Foto: blz 43 van Old Ni-js 38 het themanummer over 100 Jaar Sint Pancratiuskerk 's-Heerenberg. Hij heeft zich samen met pastoor Johannes Theodorus Nales en burgemeester baron Carolus Antonius Ludovicus van Hugenpoth tot Aerdt ingezet voor een nieuwe kerk.
Geboren: Montferland 31-01-1831, overleden 's-Heerenberg 23-01-1911, zoon van Franciscus Meijer, jager, boschbeheerder en tapper op Montferland en Theodora Meurs, trouwt Bergh 18-09-1863 (26) met molenaarsdochter Louisa Maria Wijnanda Pierik, geb Bergh 13-09-1829
Van vader Frans is de 'Beschrijving van Houtcultuur onder het Vorsterambt Montferland' in 1831 afkomstig, dat gepubliceerd is in Old Ni-js nummer 46 (mei 2000) blz 95-108.

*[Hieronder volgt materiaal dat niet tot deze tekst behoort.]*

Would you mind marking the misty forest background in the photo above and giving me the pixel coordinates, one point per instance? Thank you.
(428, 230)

Dat hij een plekje verdient in deze rubriek moge blijken uit het volgende citaat uit 'Het Huis Bergh' door Mr A.P. van Schilfgaarde (Maastricht 1950), blz 27, 54, 55: Laurens Meijer volgde in 1880 Wilhelm Steinberger op als rentmeester van Huis Bergh. Hij was sedert 1847 als assistent, tevens als "Forstgehilfe", bij de administratie werkzaam. In 1865 was hij benoemd tot "Forstverwalter" van de Revierverwaltung Wisch, in 1874 ook van de Revierverwaltung Montferland. Na 50-jarige dienst - zijn diensttijd gold van zijn 20e jaar af - werd hij in 1901 vereerd met de titel van "Domänenrat"; hij stierf in het harnas op 23 januari 1911, een week voor zijn 80e verjaardag en na een 64-jarige trouwe ambtsvervulling. (blz 27) Laurens Meijer was als zoon van de vorster Frans Meijer vanaf zijn jeugd vertrouwd geraakt met de gang van zaken in het Berghse bosbedrijf. Reeds in 1865 was hij tot opvolger benoemd van August Buk als Forstverwalter van Wisch, in welke functie hij woonde op het huis Schuylenburg bij Silvolde. Nu hij in 1874 tevens het beheer te 's-Heerenberg kreeg, besloot men de beide revieren te combineren. Met de naam Wisch verdwenen door successievelijke verkopingen in de daarop volgende jaren ook de bezittingen aldaar. Gedurende het beheer van Laurens Meijer verkreeg het Bergherbos een grote bekendheid in bosbouwkundige kringen, vooral omdat in die tijd de belangstelling voor de bebossing van onze woeste gronden sterk toenam. Verschillende leerlingen in de bosbouw ontvingen hier hun practische opleiding. Meijer zelf was commissaris van de in 1888 opgerichte Nederlandsche Heidemaatschappij. De leden van deze vereniging maakten in 1905 een excursie naar 's-Heerenberg, naar aanleiding waarvan majoor H.M. Werner in zijn boek "Geldersche kasteelen" schreef: "de exploitatie geschiedt zeer regelmatig, methodisch en oordeelkundig; nergens in ons land kan men het beter en doelmatiger ingericht vinden". De vermaardheid van het Bergherbos blijkt echter ook reeds uit vroegere publicaties. Zo lezen we in een Duits bosbouwtijdschrift uit de vijftiger jaren: "Das hier übliche Kulturverfahren ist so lohnend, erfolgreich und eigentümlich, dass es schon mehrfach die algemeine Aufmerksamkeit erregt und fremde Forstleute behufs der örtlichen Berichtigung herbei gezogen hat". Laurens Meijer, die sedert 1880 tevens het rentmeesterschap uitoefende, gaf het bosbeheer in 1903 over aan de Brabander Leo le Mire, een oud-leerling van de toenmalige bosbouwschool te Frederiksoord.